For decades, there's been an unspoken rule that celebrities are expected to be friendly and approachable in public — but lately, we've seen a shift in stars dropping the façade when they overstep their bounds.
takes Jason Kelsey. The suave former NFL player shocked his loyal followers in November 2024 when He used f-slur during a heated confrontation With one of the hecklers who was following him and used the same words to insult his brother, Travis Kelsey.
The father of three, 37, isn't the only star to lose his temper when provoked. In June 2024, footage was circulated of Lana Del Rey She clashes with a group of people following her and her family in Paris. (She later claimed on social media that they were “stalkers” who told her they would try to “make me look bad.”)
There is no argument that — to borrow From Jason's subsequent apology “Receiving hate with hate” is completely unacceptable. However, these events have inspired important discussion about the expectations of public figures' responses when their personal space is violated.
With fan culture (and criticism) reaching new heights in today's social media-driven society, it's no wonder stars are tired of keeping up appearances.
“[A fan]may see a public figure as not being human in the same way – they may view them as larger than life, not ‘real’, and not sympathetic to being violated.” Gail SaltzAn associate professor of psychiatry at New York-Presbyterian Hospital and Weill Cornell Medical College said: we. Instead, “their envy of celebrities who seem to have it all can lead them to be aggressive and feel entitled to act in any way they choose.”
Feeling entitled to a star's attention is not only misguided, it can also lead to negative interactions. “Sometimes a celebrity is pushed to assert boundaries because others are threatening, disrespectful, hurtful, attacking or dangerous,” Saltz said. This may be what the person doing the teasing is hoping for: “Negative attention is better than no attention at all for someone who craves attention.”
It's easy to dismiss celebrities who publicly criticize them as selfish or difficult, but sometimes, they go to the extreme. “This tends to happen when there is a combination of emotional, psychological and situational factors at play,” says a licensed professional clinical counselor Anne M. Abel He said weCiting stress, exhaustion and fatigue as factors. “Ideally, they will respond in a calm and composed way – but, just like all people, they can be pushed to a ‘breaking point’ and may react in a less-than-ideal way publicly.”
This might explain the April 2024 video of Alec Baldwin Allegedly knocking a cell phone out of a stranger's hand.
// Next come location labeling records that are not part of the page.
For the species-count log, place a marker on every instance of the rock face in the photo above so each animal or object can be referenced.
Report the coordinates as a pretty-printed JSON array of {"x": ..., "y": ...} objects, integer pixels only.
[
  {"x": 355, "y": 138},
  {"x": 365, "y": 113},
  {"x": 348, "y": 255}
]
In fact, this person was berating him for several moments, even going so far as to ask him an offensive question Victim of the killer 2021 Rust Shooting – Before he reacts.
Appel says setting boundaries is “totally reasonable,” and encourages celebrities to communicate their expectations “clearly and directly.”
But is it bad business for a family name to show its less glamorous sides, like Matthew? Chapel Rowan received mixed reactions to Confront the photographers in public On two separate occasions? according to Robbie Vorhousefounder of public relations and media firm Vorhaus Communications, Inc., it depends on the context.
“The issue of celebrities crossing their boundaries is complicated because appearing in public is inherently part of their profession,” he said. we. “However, this does not justify harassment or invasion of personal space.”
Paparazzi are known to invade celebrities' personal space. For example, Tom Holland He was filmed pushing away a photographer who got too close to his now fiancée. Zendayain October 2024 – but the incident is unlikely to resonate when it comes to his impeccable reputation.
“If a celebrity's reaction seems justified, it rarely causes permanent damage to their career,” Vorhaus explained. However, “we advise clients to set clear boundaries while maintaining professionalism, as a recorded outburst can overshadow the initial provocation.”
Chris Vlastoco-founder of crisis communications firm Haven Strategies, agrees that these incidents have no long-term effects, noting that for those who have had public altercations with paparazzi, “All instances are repeated for decades but in the end, their audience doesn't care. The fights don't It makes sense and the fans are sympathetic.”
Takeaway? The golden rule—do unto others what you would have them do unto you—still applies when dealing with those in the spotlight. A little empathy goes a long way, so remember that there's always more to the story, and that stars really are just the same we: They have good days and bad days too.